Bastantitas Durango, Primer Destino De "El Chapo" Guzman? Por Qué?



Horas después de haberse fugado del penal de máxima seguridad del Altiplano, Joaquín Guzmán Lorea, El Chapo, llegó en avioneta a la ciudad de Culiacán, para después tomar otro vuelo a la comunidad de Bastantitas, enclavada en la sierra que forma parte del llamado “Triángulo Dorado de la droga”, y donde estuvo hasta el 17 de agosto pasado, fecha en la que se movió a la comunidad de El Limón, de donde escapó el 6 de octubre de un comando de Fuerzas Especiales de la Armada de México.

Los pasos de Guzmán Loera los siguió la inteligencia naval desde la ciudad de Culiacán, en donde rastrearon los posibles puntos en los que se podría esconder el fugitivo más buscado del país.

Sabían los marinos que por su propia naturaleza, Guzmán Loera necesitaba un sitio dónde vivir y que tuviera señal de internet, lo cual reducía las posibilidades del lugar en que podría esconderse.

Poco a poco los elementos navales fueron cerrando el círculo, hasta el momento en que pobladores de la sierra les confiaron haber visto hombres armados, precisamente en Bastantitas, y que de acuerdo con lugareños, El Chapo se escondía en una propiedad al fondo de una vereda, la cual en su entrada tenía un portal tubular blanco.

Cuando llegaron los marinos, El Chapo tenía siete días de haber huido del lugar.

El inmueble, el cual es actualmente ocupado por un destacamento de la Armada de México, cuenta con una cabaña para alojar unas 40 personas, con piso de tierra atizonado, con paredes de madera y techo de lámina galvanizada.

Metros más arriba se ubica una cabaña construida de madera en la que Guzmán Loera estuvo durante casi un mes.
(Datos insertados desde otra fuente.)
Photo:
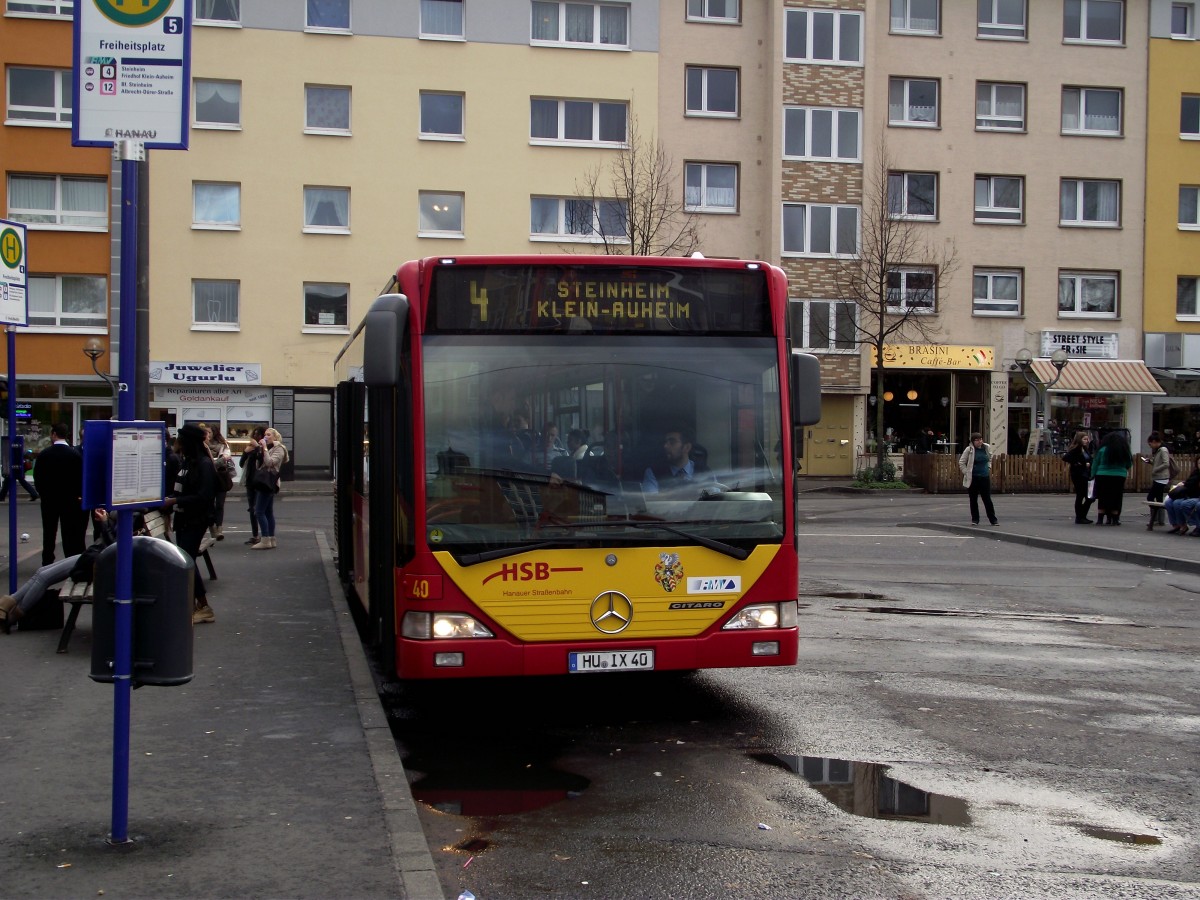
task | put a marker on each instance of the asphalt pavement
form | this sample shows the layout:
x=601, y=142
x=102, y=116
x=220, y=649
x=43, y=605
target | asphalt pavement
x=273, y=772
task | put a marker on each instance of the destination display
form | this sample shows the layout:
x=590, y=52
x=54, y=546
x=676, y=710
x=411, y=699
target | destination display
x=582, y=299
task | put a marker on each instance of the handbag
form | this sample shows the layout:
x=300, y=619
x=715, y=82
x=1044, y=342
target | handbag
x=267, y=480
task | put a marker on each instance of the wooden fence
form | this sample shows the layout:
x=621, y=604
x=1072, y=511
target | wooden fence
x=939, y=473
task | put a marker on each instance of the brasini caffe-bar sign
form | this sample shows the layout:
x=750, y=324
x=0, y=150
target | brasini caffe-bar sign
x=936, y=355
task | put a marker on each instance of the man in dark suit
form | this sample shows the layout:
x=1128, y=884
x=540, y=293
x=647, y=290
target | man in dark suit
x=58, y=473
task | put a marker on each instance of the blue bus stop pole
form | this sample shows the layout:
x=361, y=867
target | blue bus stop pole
x=123, y=621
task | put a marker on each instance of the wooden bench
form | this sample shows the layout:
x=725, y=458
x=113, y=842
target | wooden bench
x=78, y=593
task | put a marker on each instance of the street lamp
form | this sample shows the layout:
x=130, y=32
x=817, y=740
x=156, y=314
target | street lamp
x=1024, y=359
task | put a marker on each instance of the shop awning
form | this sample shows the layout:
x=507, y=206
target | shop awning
x=1099, y=376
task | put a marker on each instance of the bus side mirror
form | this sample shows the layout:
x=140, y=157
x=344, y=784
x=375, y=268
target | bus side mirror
x=805, y=377
x=385, y=324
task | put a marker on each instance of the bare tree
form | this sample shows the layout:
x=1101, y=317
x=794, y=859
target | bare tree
x=635, y=205
x=900, y=274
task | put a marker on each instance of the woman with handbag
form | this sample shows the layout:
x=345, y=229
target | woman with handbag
x=271, y=456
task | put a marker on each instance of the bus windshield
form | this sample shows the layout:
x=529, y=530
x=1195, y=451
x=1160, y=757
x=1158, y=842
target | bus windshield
x=582, y=441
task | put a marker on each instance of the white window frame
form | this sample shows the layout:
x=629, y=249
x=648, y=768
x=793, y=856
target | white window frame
x=988, y=119
x=329, y=29
x=1078, y=279
x=805, y=213
x=209, y=223
x=454, y=136
x=702, y=11
x=59, y=211
x=217, y=83
x=1083, y=36
x=903, y=193
x=563, y=39
x=1189, y=196
x=705, y=191
x=838, y=127
x=429, y=209
x=841, y=317
x=232, y=285
x=989, y=213
x=234, y=6
x=57, y=115
x=703, y=109
x=594, y=231
x=333, y=130
x=904, y=300
x=991, y=305
x=1078, y=107
x=996, y=30
x=433, y=30
x=321, y=288
x=906, y=120
x=563, y=106
x=313, y=195
x=100, y=319
x=1079, y=187
x=851, y=54
x=903, y=23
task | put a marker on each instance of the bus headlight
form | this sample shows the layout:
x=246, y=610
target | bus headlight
x=765, y=616
x=439, y=625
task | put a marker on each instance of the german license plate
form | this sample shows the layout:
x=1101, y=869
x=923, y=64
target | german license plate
x=610, y=660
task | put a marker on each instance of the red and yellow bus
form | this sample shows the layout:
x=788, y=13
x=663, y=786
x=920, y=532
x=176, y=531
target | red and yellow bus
x=568, y=463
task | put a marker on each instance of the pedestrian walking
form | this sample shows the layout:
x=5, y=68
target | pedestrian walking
x=1079, y=460
x=1110, y=468
x=975, y=463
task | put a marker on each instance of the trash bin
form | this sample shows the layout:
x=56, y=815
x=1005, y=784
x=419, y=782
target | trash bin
x=162, y=613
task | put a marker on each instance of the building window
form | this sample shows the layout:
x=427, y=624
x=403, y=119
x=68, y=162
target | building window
x=1000, y=199
x=217, y=103
x=996, y=292
x=915, y=17
x=1091, y=111
x=725, y=11
x=1001, y=19
x=328, y=16
x=1189, y=207
x=1000, y=107
x=215, y=305
x=576, y=219
x=1090, y=203
x=39, y=96
x=327, y=209
x=577, y=121
x=1093, y=21
x=911, y=291
x=912, y=101
x=217, y=11
x=69, y=301
x=831, y=37
x=216, y=205
x=325, y=306
x=59, y=202
x=1087, y=294
x=327, y=109
x=711, y=187
x=912, y=195
x=1189, y=117
x=822, y=133
x=712, y=91
x=441, y=215
x=442, y=115
x=575, y=24
x=442, y=18
x=827, y=325
x=820, y=229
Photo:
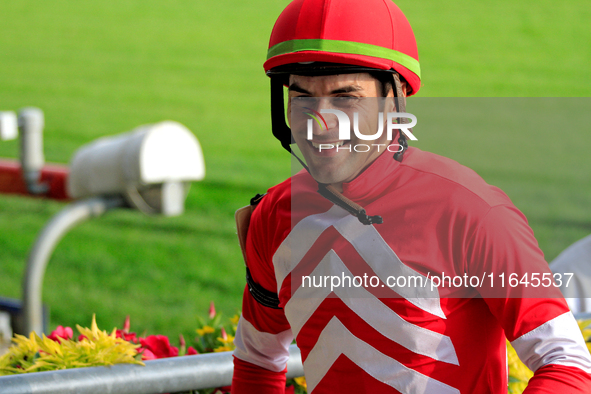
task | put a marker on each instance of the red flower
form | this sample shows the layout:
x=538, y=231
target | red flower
x=211, y=310
x=129, y=337
x=191, y=351
x=61, y=332
x=159, y=345
x=146, y=354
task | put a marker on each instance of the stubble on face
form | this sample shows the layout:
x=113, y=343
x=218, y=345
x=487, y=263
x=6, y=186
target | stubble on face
x=342, y=163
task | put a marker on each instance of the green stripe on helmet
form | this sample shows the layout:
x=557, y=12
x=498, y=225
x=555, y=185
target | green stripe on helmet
x=347, y=47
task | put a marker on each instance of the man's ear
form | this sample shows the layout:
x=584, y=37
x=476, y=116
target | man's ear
x=405, y=87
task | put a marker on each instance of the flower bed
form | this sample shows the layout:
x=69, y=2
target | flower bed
x=95, y=347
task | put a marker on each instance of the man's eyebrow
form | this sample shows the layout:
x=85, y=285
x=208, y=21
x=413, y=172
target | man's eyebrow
x=347, y=89
x=297, y=88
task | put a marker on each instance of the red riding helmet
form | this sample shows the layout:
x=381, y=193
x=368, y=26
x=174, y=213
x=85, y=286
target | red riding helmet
x=370, y=34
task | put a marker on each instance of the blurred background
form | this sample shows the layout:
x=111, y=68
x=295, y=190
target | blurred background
x=103, y=67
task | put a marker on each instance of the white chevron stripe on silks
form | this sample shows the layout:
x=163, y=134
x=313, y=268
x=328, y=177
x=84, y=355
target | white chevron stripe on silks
x=417, y=339
x=335, y=340
x=369, y=244
x=385, y=263
x=558, y=341
x=269, y=351
x=300, y=239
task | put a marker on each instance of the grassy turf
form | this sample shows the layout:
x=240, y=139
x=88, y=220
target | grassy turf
x=103, y=67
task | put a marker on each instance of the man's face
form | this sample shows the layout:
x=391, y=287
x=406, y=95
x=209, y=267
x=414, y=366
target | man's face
x=342, y=163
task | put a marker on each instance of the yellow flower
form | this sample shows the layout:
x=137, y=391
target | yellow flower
x=229, y=340
x=205, y=330
x=519, y=374
x=36, y=354
x=301, y=381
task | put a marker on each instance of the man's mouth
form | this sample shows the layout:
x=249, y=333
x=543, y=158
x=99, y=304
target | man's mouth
x=327, y=145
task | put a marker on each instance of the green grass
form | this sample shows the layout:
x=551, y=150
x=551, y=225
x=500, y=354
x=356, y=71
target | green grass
x=103, y=67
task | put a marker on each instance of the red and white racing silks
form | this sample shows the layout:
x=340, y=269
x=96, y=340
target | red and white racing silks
x=440, y=218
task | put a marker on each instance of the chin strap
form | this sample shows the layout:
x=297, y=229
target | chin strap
x=400, y=100
x=333, y=195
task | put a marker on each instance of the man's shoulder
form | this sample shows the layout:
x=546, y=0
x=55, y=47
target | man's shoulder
x=444, y=176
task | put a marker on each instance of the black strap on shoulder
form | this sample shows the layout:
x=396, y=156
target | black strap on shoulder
x=259, y=293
Su cabaña cuenta con un baño y lavabo de color verde con agua corriente, regadera y un pequeño clóset portátil en el cual tienden aún ganchos azules de suave tela.

La cabaña es acogedora y se presume que tuvo visitas femeninas, ya que en el lugar se encontró ropa de mujer en buen estado.
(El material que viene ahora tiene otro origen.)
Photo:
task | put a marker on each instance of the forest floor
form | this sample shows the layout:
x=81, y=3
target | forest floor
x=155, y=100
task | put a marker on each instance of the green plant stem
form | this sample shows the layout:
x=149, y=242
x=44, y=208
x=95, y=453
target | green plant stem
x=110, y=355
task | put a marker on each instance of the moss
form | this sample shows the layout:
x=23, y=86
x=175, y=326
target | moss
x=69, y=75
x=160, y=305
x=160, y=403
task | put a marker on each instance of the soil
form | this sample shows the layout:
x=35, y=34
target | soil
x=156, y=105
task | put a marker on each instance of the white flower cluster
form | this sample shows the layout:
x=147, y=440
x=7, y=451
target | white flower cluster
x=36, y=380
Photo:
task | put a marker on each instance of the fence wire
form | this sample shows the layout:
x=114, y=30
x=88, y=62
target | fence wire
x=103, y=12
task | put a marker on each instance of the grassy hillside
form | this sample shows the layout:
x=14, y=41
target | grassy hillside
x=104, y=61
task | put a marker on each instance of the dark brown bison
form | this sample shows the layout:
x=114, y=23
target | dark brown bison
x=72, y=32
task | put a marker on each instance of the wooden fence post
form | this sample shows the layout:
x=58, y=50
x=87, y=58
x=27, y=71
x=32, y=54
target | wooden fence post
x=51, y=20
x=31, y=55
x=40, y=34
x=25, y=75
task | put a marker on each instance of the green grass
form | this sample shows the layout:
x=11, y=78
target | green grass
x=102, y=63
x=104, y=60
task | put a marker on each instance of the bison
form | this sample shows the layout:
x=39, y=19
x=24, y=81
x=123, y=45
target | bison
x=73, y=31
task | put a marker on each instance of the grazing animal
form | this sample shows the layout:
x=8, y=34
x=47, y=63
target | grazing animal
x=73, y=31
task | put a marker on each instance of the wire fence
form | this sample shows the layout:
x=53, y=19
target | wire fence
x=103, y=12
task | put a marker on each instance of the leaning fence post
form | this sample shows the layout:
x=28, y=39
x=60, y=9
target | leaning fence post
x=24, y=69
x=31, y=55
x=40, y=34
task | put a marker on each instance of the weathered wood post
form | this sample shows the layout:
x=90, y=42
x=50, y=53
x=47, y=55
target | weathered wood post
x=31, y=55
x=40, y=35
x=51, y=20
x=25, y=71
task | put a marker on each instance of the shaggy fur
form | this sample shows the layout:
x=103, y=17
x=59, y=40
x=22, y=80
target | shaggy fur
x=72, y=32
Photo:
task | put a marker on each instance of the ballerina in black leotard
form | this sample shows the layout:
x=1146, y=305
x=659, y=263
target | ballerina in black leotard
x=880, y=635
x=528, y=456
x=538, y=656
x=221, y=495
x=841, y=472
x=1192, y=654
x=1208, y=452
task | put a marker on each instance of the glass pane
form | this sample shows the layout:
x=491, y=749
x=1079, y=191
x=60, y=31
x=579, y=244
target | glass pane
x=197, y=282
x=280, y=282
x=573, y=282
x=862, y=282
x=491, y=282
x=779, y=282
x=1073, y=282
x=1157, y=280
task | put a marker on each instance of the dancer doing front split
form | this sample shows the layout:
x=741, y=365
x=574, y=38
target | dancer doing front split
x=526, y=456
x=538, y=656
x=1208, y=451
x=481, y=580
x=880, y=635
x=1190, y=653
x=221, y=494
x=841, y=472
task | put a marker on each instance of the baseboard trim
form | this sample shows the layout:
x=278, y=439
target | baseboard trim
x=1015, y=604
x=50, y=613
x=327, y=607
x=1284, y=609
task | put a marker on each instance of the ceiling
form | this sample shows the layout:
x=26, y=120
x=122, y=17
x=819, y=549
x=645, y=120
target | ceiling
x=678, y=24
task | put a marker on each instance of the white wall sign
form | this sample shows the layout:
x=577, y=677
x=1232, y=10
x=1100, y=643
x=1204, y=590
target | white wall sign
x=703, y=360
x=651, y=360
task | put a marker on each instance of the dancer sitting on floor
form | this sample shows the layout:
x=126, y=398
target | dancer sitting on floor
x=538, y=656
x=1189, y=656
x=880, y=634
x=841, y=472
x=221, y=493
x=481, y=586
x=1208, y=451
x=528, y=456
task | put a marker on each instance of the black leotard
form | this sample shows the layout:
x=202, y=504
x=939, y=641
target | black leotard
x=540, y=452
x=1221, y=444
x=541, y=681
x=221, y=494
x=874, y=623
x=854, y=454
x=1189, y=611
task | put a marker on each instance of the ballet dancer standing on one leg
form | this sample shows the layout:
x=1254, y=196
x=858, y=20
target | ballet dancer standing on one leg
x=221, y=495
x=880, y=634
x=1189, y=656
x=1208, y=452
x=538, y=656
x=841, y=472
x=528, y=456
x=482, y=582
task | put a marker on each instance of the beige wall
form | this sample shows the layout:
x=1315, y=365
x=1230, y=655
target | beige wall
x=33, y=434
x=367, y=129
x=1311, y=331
Los datos recabados en el lugar le permitieron a la inteligencia naval a ubicar otro inmueble en un lugar conocido como La Cumbre, en donde Guzmán Loera también se alojó por unos días custodiado por cerca de 40 hombres armados.

También permitió seguirle el rastro, hasta que fue detectado en El Limón, en donde un comando de fuerzas especiales de la Armada de México elaboró un plan para detenerlo, el cual resultó fallido.